THE BLOG
12/01/2010 02:56 pm ET | Updated May 25, 2011

The Failure of Cable News to Follow Up

As far as I'm concerned, MSNBC's Hardball with Chris Matthews should ban the Family Research Council's (FRC) President, Tony Perkins, from appearing as a guest. Indeed, all respectable media outlets should take this congenital liar off of their rolodexes and give precious airtime to more respectable spokespeople.

I reached my verdict after watching Perkins square off against the Southern Poverty Law Center's (SPLC) Mark Potok. Perkins was livid because the SPLC had just categorized FRC as an official, certified hate group. One of the primary factors that placed FRC on the list was the group's tendency to distort the lives of gay, lesbian, bisexual and transgender people.

It was fascinating to watch Perkins defend his organization by trotting out more lies -- thus proving that FRC earned its dubious classification. The spouting of anti-gay falsehoods seems so deeply ingrained, that even for this short television segment, Perkins was unable to curb his compulsion to fudge the facts.
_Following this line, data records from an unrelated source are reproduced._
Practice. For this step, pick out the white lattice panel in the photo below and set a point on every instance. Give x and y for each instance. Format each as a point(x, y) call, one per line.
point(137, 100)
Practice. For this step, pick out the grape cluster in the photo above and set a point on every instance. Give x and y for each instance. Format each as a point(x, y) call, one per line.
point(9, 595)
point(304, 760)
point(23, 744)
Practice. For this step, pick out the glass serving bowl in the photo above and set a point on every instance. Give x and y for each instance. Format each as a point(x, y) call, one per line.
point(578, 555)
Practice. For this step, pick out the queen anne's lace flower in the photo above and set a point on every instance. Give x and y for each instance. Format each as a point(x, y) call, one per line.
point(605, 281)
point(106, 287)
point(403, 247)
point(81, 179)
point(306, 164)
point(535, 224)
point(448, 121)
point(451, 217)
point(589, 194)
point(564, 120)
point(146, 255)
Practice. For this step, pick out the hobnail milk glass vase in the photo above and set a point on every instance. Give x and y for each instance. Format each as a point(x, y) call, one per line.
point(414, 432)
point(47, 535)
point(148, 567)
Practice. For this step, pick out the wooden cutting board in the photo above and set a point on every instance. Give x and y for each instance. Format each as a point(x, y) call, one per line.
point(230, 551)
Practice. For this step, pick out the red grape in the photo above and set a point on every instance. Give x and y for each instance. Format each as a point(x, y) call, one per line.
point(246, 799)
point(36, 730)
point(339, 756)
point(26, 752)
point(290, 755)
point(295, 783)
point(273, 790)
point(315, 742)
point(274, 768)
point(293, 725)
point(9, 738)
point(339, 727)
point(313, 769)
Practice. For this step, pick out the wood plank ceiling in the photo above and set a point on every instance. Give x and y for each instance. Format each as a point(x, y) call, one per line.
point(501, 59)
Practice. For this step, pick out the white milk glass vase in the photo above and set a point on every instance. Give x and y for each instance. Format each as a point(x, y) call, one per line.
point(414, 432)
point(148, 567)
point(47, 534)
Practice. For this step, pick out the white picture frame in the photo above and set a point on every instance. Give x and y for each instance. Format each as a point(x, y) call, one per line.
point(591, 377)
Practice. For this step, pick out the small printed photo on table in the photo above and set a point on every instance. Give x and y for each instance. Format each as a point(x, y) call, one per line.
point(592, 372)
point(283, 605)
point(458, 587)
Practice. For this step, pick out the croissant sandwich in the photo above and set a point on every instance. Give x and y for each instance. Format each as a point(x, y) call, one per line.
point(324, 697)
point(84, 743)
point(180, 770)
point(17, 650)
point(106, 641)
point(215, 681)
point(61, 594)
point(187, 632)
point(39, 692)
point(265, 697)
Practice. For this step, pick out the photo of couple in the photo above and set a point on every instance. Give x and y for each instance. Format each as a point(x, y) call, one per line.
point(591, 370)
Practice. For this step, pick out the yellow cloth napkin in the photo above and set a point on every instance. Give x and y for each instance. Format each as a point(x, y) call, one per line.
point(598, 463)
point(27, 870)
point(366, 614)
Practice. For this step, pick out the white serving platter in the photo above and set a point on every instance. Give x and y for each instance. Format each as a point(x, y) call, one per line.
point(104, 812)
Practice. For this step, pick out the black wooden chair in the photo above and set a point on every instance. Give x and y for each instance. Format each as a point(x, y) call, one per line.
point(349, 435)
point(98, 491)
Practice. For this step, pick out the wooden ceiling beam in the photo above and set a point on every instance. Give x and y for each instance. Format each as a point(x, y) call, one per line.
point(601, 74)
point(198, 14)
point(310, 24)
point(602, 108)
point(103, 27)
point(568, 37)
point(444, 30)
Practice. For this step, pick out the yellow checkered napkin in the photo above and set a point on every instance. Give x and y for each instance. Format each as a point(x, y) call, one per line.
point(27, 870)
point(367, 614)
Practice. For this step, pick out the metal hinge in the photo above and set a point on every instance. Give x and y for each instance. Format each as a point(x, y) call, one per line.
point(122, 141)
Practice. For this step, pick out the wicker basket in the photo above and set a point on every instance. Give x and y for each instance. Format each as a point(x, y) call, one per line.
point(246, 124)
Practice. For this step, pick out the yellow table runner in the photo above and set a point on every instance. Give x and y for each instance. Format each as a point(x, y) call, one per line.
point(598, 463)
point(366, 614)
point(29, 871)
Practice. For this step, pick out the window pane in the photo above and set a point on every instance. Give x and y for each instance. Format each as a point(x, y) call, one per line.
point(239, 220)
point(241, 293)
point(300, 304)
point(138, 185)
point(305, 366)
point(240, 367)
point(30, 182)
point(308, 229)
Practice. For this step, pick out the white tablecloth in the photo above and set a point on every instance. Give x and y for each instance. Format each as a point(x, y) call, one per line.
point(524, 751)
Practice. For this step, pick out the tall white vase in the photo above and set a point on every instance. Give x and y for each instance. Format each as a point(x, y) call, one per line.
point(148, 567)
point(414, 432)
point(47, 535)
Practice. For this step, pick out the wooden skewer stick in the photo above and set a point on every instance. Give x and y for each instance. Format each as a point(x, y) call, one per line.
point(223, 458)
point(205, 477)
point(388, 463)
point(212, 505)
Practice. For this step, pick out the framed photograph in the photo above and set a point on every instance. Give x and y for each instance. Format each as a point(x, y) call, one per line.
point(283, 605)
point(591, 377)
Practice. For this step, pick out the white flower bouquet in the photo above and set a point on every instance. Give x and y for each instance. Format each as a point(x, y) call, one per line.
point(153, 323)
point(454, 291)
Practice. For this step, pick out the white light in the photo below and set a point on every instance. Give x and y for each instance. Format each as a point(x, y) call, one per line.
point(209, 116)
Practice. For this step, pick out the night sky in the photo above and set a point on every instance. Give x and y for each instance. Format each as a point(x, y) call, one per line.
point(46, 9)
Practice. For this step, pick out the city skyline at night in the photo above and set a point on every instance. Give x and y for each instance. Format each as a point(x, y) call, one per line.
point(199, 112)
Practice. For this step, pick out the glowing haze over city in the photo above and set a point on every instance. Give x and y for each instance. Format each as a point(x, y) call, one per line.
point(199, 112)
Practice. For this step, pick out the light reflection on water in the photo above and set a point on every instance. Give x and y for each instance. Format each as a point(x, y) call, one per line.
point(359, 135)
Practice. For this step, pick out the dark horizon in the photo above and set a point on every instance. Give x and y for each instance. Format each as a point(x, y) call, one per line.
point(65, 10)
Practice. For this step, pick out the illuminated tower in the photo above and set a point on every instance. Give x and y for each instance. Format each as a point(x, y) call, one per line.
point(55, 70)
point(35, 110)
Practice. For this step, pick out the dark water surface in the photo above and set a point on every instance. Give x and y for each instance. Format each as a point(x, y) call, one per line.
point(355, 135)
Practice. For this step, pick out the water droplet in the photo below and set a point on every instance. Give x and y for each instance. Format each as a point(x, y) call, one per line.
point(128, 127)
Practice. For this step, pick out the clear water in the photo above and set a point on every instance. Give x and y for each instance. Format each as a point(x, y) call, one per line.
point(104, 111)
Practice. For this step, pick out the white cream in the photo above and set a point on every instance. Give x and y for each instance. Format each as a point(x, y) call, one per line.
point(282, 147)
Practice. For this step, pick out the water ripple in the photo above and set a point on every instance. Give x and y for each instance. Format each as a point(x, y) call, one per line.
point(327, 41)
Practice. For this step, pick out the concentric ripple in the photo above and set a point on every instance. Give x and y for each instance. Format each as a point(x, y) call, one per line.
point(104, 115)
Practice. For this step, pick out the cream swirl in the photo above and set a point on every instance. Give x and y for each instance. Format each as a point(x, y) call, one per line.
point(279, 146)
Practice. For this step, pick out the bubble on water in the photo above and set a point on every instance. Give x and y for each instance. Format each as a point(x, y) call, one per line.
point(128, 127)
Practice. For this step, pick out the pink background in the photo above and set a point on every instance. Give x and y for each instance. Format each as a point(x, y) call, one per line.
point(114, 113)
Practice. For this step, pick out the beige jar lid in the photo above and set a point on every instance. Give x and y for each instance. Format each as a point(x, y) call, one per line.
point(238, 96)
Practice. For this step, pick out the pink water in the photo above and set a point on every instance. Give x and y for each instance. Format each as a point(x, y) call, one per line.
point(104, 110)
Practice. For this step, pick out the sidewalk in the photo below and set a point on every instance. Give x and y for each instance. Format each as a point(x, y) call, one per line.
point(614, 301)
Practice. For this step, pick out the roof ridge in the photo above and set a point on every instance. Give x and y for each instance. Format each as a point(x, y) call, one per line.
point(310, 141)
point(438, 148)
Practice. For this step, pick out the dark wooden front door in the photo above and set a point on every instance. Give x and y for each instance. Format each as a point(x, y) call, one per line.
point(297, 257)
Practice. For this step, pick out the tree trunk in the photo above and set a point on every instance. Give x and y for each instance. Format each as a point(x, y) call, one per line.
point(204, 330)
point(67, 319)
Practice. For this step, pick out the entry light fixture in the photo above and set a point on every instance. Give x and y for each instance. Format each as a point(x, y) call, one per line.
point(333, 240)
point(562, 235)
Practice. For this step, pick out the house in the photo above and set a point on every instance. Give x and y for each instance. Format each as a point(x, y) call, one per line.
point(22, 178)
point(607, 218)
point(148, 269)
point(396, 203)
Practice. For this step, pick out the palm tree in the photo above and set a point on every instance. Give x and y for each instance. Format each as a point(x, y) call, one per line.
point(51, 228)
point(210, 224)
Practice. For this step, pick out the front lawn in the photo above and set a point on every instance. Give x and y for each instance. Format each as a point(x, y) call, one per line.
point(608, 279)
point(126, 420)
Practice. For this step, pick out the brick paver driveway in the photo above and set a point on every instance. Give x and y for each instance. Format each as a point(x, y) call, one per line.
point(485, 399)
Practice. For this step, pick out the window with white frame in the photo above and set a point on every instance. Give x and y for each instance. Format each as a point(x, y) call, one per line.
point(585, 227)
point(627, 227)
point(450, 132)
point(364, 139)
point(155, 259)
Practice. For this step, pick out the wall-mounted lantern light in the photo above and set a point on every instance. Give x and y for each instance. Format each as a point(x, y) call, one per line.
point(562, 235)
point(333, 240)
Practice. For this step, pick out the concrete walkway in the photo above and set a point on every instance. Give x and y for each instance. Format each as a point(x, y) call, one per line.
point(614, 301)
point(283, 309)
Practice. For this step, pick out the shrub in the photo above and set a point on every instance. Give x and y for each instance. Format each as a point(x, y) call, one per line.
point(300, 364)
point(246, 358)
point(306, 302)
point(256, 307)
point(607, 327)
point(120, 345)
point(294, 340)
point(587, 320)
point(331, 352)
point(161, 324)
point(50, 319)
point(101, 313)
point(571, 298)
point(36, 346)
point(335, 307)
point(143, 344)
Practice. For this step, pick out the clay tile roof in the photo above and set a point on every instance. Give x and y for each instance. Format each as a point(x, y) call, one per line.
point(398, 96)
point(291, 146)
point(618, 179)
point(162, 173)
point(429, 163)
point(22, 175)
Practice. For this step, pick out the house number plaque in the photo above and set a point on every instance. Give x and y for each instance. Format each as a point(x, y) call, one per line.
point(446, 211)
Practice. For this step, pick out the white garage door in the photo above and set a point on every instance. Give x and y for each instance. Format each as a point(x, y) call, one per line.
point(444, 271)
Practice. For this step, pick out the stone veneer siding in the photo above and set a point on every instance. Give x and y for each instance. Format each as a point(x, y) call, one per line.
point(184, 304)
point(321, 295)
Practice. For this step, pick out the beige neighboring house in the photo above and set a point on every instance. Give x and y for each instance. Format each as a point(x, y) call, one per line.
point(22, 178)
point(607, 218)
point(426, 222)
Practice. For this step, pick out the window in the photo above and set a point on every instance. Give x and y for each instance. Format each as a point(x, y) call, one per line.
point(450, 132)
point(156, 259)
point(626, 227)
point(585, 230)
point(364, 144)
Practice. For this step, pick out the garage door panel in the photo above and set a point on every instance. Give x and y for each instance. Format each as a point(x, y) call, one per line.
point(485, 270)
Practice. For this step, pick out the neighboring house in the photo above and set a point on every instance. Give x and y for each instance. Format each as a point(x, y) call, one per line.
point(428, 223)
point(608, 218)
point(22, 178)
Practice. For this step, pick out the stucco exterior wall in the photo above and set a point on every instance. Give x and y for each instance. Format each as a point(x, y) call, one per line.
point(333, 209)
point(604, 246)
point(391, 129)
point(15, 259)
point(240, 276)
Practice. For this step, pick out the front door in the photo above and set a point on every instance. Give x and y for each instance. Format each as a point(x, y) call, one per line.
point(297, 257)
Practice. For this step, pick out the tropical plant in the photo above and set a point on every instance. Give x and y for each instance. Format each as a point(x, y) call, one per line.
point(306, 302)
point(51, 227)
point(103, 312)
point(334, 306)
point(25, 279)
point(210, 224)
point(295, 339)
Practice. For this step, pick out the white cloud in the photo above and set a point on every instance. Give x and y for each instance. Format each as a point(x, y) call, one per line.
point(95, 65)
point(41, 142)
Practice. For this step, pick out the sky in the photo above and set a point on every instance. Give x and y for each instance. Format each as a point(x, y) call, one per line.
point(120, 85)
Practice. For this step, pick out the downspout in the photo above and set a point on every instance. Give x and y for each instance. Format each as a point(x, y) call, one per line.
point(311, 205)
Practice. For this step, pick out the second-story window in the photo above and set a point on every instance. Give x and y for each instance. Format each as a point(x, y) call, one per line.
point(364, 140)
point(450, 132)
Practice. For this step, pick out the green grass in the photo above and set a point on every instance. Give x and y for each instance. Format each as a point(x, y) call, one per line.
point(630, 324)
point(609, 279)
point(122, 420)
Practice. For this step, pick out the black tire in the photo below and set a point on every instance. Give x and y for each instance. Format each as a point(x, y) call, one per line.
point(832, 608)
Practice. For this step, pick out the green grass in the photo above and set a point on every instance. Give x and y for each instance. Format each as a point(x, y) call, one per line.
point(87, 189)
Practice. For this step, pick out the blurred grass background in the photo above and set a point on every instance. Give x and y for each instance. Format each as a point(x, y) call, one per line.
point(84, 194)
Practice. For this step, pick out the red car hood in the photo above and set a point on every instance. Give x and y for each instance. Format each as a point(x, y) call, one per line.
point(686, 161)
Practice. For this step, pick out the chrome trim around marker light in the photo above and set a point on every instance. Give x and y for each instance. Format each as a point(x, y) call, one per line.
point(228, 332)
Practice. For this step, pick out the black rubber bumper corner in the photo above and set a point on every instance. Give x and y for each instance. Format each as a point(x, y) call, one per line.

During the show, Perkins deftly shifted the conversation about FRC's transgressions into one about pedophilia. Without flinching, Perkins smeared gay men by falsely saying they were more likely to molest children. To back his bogus claim, he cited the discredited American College of Pediatricians.

In case you missed it, The American College of Pediatricians made national news this year after one of its chief activists, Dr. George Rekers, was caught vacationing with an escort he met on Rent Boy.com. Only weeks before the scandal, this hypocritical group sent a letter to every public school superintendant in the nation. The pseudo-scientific letter condemned homosexuality and referred school officials to an anti-gay website, "Facts About Youth", that was packed with junk science.

The website cherry picked quotes from legitimate researchers, including University of Minnesota scientist Dr. Gary Remafedi, who charged that the American College of Pediatricians was "knowingly misrepresenting research findings".

Of course, this is no surprise. The American College of Pediatricians is a small, anti-gay sham group that purposely tries to confuse itself with the credible American Academy of Pediatrics. The American College of Pediatricians is run by politically-motivated charlatans that do not produce peer review research on LGBT people. Meanwhile, The American Academy of Pediatrics is a group of legitimate researchers that actually do produce respected peer review science on homosexuality.

Citing the American College of Pediatricians on homosexuality is like citing the cigarette lobby on the health benefits of smoking. Of course, Tony Perkins knows this, yet he was still sleazy and dishonest enough to cite the group, proving SPLC's original point that FRC's misrepresents the facts in an ugly effort to demonize LGBT people.

Similar to Perkins, United States Rep. Michele Bachann (R-MN) is severely truth challenged. On Nov. 3 she told CNN's Anderson Cooper that Obama's upcoming trip to India would "cost the taxpayers $200 million a day." Bachmann went on to say that, "He's taking 2,000 people with him. He will be renting out over 870 rooms in India. And these are five-star hotel rooms at the Taj Mahal Palace Hotel."

The problem with her assessment, of course, was that it wasn't true. Yet, it is a fair bet that Bachmann will be invited back on the air to spew her fabricated garbage. But given her lack of credibility, why do cable networks provide a soapbox? Is this really about greedy corporations that control newsrooms pressuring booking departments into choosing reprobates and hate mongers who will rant for ratings?

The truth is, giving a platform to unrepentant liars and propagandists has harmed this country. For example, this week's Pentagon report on repealing Don't Ask/Don't Tell concludes that much of the concern in the armed forces about openly gay service members was driven by misperceptions and stereotypes, and that fears were "exaggerated and not consistent with the reported experiences of many service members."

In essence, the biggest problem with lifting Don't Ask/Don't Tell is not having actual gays serving openly, but having to unravel the insidious lies peddled about gays in the military.

If the cable networks insist on setting the stage for those who tell whoppers, the least they can do is carve out time the following evening to correct the mistruths. Without such consistent follow-up, these programs become little more than unwitting conduits for misinformation.

I get the need for ratings, but how about balancing it with respectability?